Michael McLaverty (1904-1992) The Poteen Maker, from the Irish book.
This is a lovely short story from the perspective of a man looking back on his boyhood in a tiny two-roomed school, and on his teacher, Mr Craig, who was poor but inventive. It doesn’t look back through rose-petal glasses, but a great deal is left to the reader to work out, but all the clues you need are there. It’s one of those stories you could read a dozen times or more, and you’d still be finding something new in it.
A new word: flivell, as in ‘flivell the pages of a book’. Another: ploofed, as in ‘the snow ploofed against the window.’
Poteen maker, means a brewer of very strong alcohol. I had to google this before I fully understood the story. Had a good chuckle.
Walt Whitman, I Hear America Singing, written in 1891, A very different poem to those I’ve been reading, as it has no rhyme. It does feature repetition and there is a strong rhythm, although it isn’t regular. Women are practically an afterthought, with only one line, and it’s probably extraordinary for the time that Whitman even acknowledged their existence. There are some great images, of the men at their various trades. Singing? This must be a metaphor for something. The buzz of industry perhaps? Each one is a cog in the industry that is America, and each has his or her own niche, and makes a unique contribution. I like Whitman.

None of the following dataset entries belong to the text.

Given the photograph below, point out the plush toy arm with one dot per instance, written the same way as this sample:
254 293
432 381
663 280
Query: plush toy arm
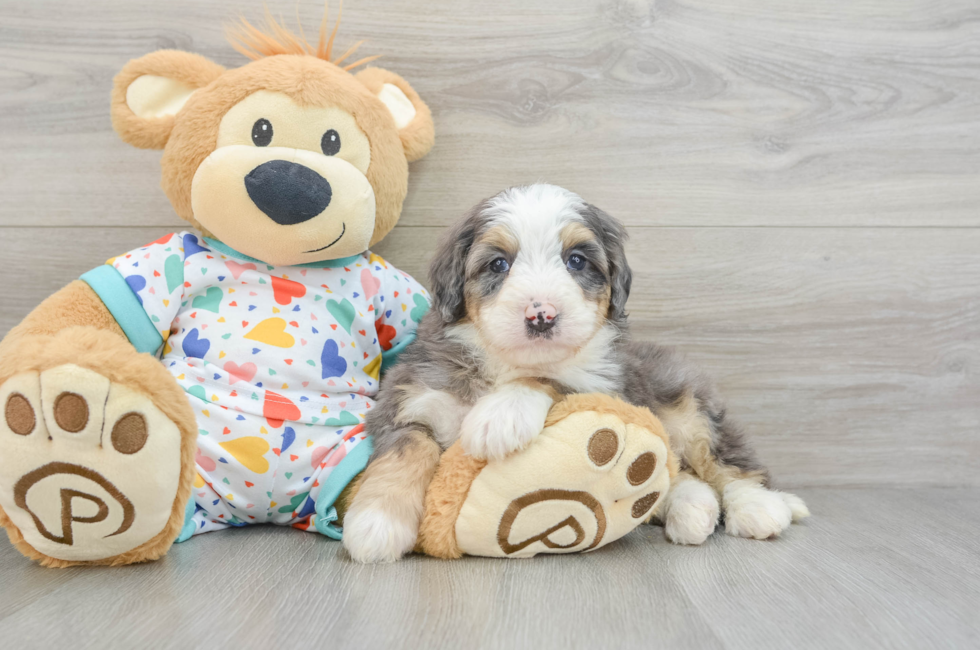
598 469
84 413
73 306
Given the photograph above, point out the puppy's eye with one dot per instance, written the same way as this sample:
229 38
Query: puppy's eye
575 262
330 143
262 132
499 265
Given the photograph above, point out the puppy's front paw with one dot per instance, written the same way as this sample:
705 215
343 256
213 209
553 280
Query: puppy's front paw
692 513
504 422
372 535
756 512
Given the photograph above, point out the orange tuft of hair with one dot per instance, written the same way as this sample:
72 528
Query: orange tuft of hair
256 42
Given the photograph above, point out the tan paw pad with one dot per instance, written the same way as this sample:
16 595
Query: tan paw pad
89 469
586 481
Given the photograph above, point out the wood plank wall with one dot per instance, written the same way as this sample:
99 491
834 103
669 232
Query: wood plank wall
801 181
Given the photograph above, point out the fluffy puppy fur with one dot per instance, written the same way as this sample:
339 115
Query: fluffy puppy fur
530 297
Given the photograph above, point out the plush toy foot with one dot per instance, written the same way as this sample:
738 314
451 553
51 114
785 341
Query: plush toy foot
91 470
599 469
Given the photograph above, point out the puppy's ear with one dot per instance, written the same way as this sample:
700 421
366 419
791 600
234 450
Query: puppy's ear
613 237
447 273
149 91
412 117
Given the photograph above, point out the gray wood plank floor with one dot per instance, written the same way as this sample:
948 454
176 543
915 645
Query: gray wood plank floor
802 185
875 568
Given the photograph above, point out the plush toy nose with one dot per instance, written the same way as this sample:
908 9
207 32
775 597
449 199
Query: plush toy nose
541 316
287 192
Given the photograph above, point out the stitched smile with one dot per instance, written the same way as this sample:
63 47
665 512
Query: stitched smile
342 231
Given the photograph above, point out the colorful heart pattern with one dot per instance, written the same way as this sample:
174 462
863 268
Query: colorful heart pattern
280 365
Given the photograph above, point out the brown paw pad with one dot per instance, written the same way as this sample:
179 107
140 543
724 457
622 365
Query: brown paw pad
19 414
71 412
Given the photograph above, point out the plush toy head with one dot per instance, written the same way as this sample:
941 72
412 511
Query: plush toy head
289 159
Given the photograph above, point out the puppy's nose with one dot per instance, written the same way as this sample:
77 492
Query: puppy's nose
288 193
541 316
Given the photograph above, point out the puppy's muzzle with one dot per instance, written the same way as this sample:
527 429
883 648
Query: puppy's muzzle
540 317
288 193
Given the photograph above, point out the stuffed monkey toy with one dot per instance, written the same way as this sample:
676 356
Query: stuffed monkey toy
220 377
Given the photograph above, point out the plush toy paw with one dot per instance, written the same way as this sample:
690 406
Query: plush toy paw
90 469
757 512
598 469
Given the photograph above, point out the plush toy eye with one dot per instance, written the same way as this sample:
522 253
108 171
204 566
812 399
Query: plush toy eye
262 132
575 262
330 142
499 265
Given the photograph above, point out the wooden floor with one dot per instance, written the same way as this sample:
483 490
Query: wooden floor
802 184
876 568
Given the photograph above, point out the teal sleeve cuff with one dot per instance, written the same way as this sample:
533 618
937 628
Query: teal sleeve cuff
122 303
353 464
390 357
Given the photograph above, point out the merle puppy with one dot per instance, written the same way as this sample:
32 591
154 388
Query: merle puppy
529 304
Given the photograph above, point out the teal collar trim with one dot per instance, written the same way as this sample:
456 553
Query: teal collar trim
118 297
325 519
231 252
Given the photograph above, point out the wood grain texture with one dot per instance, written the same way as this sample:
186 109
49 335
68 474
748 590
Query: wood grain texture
800 181
674 112
849 354
875 568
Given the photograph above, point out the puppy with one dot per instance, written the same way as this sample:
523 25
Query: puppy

I remember once introducing a modern poet to the poems of Walt Whitman, of whom he had never heard, and his comment was: ‘oh, he’s a long line poet.’ That was it.
Ben Jonson (1573-1635), On Bacon, Dominus Verulamius, from the Harvard Classics. Jonson paints a picture of Francis Bacon that makes me want to build a time machine so I could hear him speak. He must have been an extraordinarily charismatic man. It’s interesting in light of what I said a couple of days ago, that Jonson, speaking around 400 years ago, says this:
‘Now things daily fall, wits grow downward, and eloquence grows backward...’ Having done a few Shakespeare plays and studied several more, I’m not sure it’s just an older person having a jaundiced view of the next generation—the language in the Renaissance was richer, and the vocabulary was larger, and their knowledge of history and mythology was far and above the present knowledge. We’ve been dumbed down for at least the last 400 years!
Nothing fictional today. I had a big editing job, a small editing job, and a gig to write some non-fiction articles. After all that I’m too bushed to write anything worth the ink or paper. (I write my first drafts longhand with a fountain pen, real ink, and real paper, with no help (or slow-computer hindrance) from Bill Gates or his contemporaries.)